"The Substance" von Coralie Fargeat ist eine wunderbar fiese Satire aufs Showbusiness und den Umgang mit Frauen, wenn sie älter werden. Elisabeth Sparkle (ich finde allein diesen Namen schon so schön), einst gefeierte und allseits beliebte Schauspielerin, ist über 50 und schon lange kein Star mehr. Aber sie hat mit ihrer Fitness-Sendung immerhin einen festen Sendeplatz im Fernsehen, ein regelmäßiges Einkommen und kann so zumindest halbwegs in ihrem Beruf arbeiten. Doch dann belauscht sie ihren Chef, wie er über sie herzieht und sagt, dass er sie absägen wird: Sie sei einfach zu alt, das wolle keiner sehen. Dennis Quaid ist übrigens herrlich als schmieriger, widerlicher Senderchef, vor allem, wenn man ihn aus Elisabeths Perspektive sieht. Urgs. Und trotzdem: nur ein bisschen überspitzt dargestellt. Solche Typen gibt's überall.

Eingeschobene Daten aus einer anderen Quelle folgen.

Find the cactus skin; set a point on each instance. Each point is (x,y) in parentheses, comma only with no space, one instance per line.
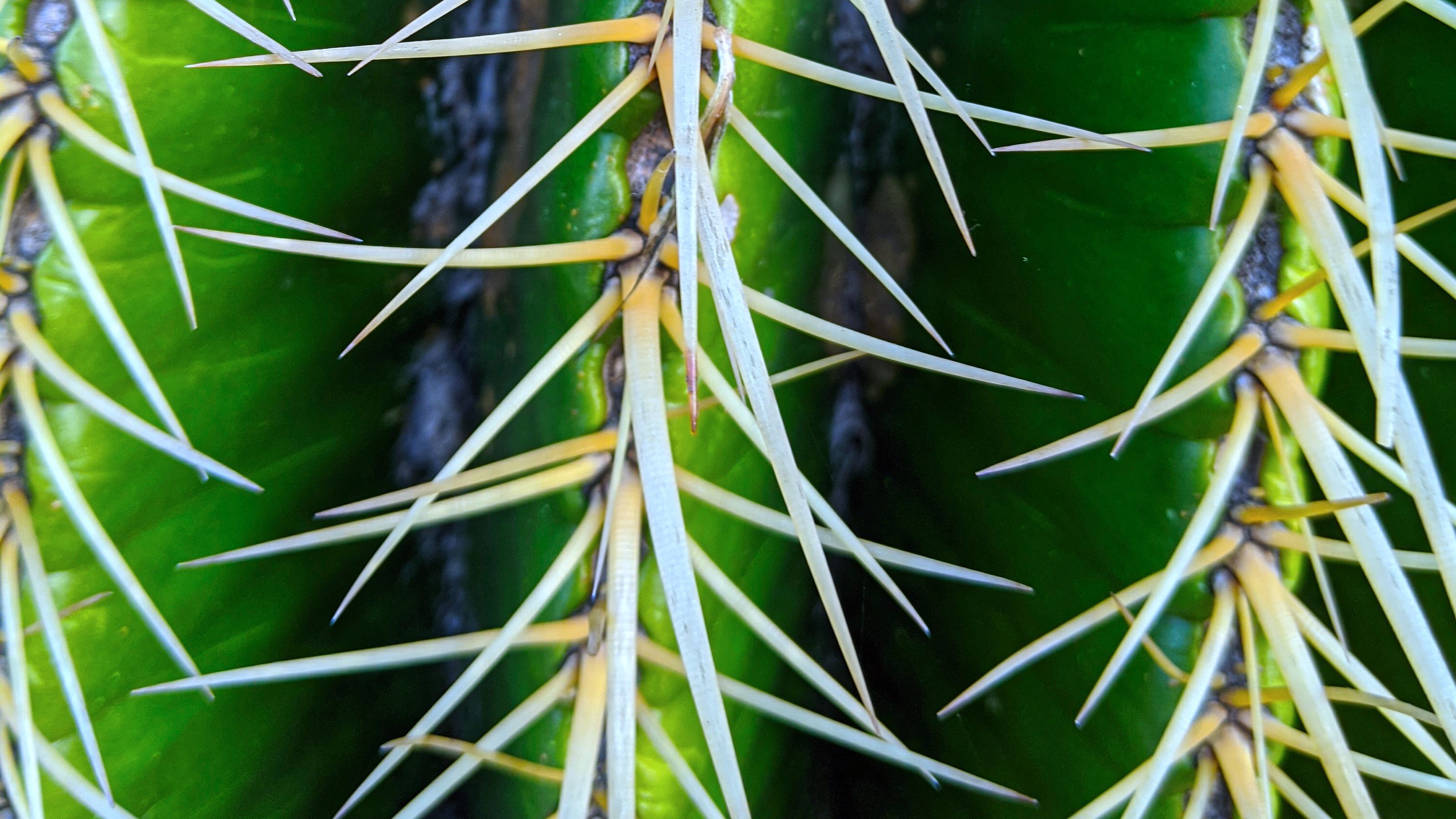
(778,247)
(257,385)
(1411,63)
(1087,266)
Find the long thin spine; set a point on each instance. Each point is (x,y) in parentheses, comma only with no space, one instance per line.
(570,142)
(458,508)
(1181,394)
(1254,684)
(131,127)
(500,735)
(223,15)
(538,598)
(1266,594)
(820,508)
(1365,680)
(756,141)
(1365,137)
(638,30)
(513,467)
(405,655)
(1264,24)
(682,771)
(1317,560)
(1366,536)
(1298,799)
(1210,656)
(1215,553)
(887,37)
(681,104)
(1228,465)
(664,514)
(20,672)
(81,514)
(1352,293)
(413,27)
(1237,764)
(1208,723)
(624,547)
(832,731)
(774,521)
(535,379)
(1229,258)
(38,155)
(11,776)
(56,368)
(44,602)
(584,741)
(783,645)
(1199,796)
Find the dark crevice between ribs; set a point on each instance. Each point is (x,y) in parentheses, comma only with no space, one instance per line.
(466,117)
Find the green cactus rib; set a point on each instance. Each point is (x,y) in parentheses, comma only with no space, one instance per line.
(595,178)
(1103,260)
(102,487)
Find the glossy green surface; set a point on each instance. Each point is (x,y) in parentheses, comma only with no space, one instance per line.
(1088,263)
(257,387)
(778,247)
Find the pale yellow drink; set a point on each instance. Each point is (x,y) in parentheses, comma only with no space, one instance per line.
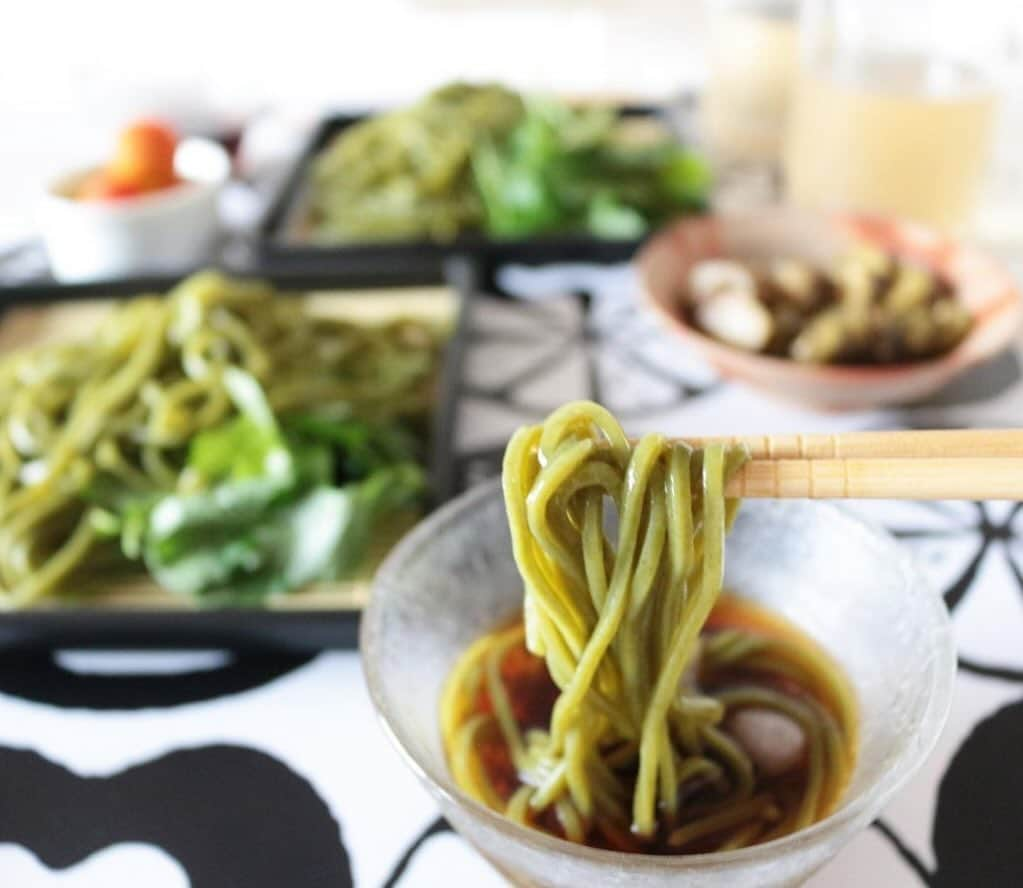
(898,135)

In Gedanken versunken gerät sie in einen Autounfall, den sie wie durch ein Wunder überlebt. Von dem jungen, gutaussehenden Arzt bekommt sie einen USB-Stick zugesteckt, auf dem "The Substance" steht. Sie schaut es sich an und sieht einen Werbefilm für eine Substanz, die dafür sorgt, dass sich ihre Zellen teilen und ein zweites, besseres, jüngeres Ich daraus entsteht. Es gibt klare Regeln: Die Substanz wird nur einmal verwendet, sie und ihr zweites Ich wechseln jede Woche und sie bleiben ein- und dieselbe Person. Was der einen widerfährt, widerfährt auch der anderen. So weit, so unmissverständlich. Klingt doch ganz einfach, oder? Sie zögert zunächst, aber dann entscheidet sie sich aus Verzweiflung doch, sich darauf einzulassen. Am Anfang geht auch alles gut, ihr zweites Ich Sue ist wunderschön, jung und bekommt Elisabeths alten Job bzw. eine neue eigene Sendung. Alle lieben sie und durch Sue hat Elisabeth ihr altes Leben zurück. Und die Regeln sind ja eindeutig. Was kann da schon schiefgehen?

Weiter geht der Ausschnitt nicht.